No difference in radiolucent lines after TKA: a matched-pair analysis of the classic implant and its evolutional design. Knee Surg Sports Traumatol Arthrosc 28, 3962–3968 (2020).

No difference in radiolucent lines after TKA: a matched-pair analysis of the classic implant and its evolutional design

Behrend, H., Hochreiter, B., Potocnik, P. et al.
Knee

Purpose

Total knee arthroplasty (TKA) designs evolve continuously to improve patient outcomes. However, incidences of radiolucent lines (RLL) in the latest TKA system have recently been reported, raising concerns.
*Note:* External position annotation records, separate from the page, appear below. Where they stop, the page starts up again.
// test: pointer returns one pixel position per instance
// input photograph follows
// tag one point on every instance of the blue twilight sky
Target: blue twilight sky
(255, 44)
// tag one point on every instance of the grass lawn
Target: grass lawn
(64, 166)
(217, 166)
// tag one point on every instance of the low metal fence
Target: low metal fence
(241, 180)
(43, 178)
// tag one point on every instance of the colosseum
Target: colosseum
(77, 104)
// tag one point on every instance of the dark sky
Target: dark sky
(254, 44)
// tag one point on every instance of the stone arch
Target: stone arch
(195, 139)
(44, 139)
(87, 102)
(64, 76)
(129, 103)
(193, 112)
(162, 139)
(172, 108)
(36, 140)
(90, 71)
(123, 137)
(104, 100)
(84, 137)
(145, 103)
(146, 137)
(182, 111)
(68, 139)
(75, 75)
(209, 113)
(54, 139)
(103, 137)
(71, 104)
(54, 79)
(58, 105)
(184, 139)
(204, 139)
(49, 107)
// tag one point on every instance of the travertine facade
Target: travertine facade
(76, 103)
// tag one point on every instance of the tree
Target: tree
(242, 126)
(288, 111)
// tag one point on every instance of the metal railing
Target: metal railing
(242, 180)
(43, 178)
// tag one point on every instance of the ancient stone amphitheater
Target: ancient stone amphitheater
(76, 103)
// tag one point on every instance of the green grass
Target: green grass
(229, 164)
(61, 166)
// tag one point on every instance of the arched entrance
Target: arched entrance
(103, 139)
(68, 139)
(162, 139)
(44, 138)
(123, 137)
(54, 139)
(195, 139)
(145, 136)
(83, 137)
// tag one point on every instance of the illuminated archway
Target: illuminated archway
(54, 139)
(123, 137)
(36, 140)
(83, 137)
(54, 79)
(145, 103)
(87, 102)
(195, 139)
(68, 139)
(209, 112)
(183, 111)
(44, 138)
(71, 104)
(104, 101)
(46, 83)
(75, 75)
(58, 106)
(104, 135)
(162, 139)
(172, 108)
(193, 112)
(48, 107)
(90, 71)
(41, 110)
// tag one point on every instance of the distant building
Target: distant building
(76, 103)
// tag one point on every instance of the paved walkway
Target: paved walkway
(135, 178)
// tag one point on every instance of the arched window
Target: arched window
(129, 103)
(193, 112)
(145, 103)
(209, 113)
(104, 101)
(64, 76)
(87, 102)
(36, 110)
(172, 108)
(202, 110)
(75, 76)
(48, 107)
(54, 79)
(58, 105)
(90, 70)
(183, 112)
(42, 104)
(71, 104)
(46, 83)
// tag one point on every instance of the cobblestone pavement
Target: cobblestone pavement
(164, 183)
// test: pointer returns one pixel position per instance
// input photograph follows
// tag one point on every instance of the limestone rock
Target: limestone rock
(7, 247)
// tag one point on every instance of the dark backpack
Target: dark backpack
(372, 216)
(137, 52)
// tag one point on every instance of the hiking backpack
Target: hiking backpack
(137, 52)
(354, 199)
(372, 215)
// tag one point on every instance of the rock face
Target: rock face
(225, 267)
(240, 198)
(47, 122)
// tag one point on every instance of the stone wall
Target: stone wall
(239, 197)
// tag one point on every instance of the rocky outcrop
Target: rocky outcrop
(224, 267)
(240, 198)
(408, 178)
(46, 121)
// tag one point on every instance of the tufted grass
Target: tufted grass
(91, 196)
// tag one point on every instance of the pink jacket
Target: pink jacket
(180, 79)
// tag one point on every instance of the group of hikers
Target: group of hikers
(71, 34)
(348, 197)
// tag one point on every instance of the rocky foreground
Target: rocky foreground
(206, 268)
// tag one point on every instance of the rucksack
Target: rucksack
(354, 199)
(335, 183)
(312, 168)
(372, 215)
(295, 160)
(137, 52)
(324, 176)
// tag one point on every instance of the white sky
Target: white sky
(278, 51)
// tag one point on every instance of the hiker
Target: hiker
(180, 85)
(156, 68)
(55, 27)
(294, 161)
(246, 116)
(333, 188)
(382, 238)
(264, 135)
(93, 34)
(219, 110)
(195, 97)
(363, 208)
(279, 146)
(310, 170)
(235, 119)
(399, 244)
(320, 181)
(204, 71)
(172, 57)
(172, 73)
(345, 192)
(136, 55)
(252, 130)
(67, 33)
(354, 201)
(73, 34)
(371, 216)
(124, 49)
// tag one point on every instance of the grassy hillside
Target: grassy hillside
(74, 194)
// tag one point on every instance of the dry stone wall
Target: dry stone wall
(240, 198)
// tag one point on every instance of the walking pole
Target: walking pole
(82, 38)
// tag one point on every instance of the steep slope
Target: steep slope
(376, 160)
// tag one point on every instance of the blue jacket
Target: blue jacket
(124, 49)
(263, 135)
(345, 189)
The purpose of the current study was to compare radiographic outcomes of this new TKA implant to its predecessor design.

Methods

A group of 100 patients undergoing TKA using the newer design (Attune) was matched by age and gender to 191 patients with the classic design (LCS). All patients underwent computer-navigated primary TKA by the same surgeon using the same technique. Radiographs were taken before discharge, and 2 and 12 months postoperatively. Radiographic analysis was performed independently by three assessors, using the Modern Knee Society Radiographic Evaluation System and Methodology (MKSRES).

Results

At 12 months postoperatively, the incidence of RLL did not statistically differ between the two implants (14%, n = 14 Attune vs. 8% n = 17 LCS, n.s.). The posterior femoral flange was most commonly affected (12%; n = 12 Attune vs. 7.9%; n = 15 LCS, n.s.) followed by the anterior flange (1%; n = 1 Attune vs. 3.1%; n = 6 LCS, n.s.). The tibial baseplate was only affected in 1% (n = 1) of the Attune and 2.6% (n = 5) of the LCS (n.s.).

Conclusion

At 12 months follow-up we found no significant difference in RLL between the two implants. Both Attune and LCS TKA systems showed RLL predominantly at the posterior femoral flange. The reasons for the RLL remain a matter of speculation; however, shortcomings in surgical and cementing techniques seem to be more important than implant-related factors.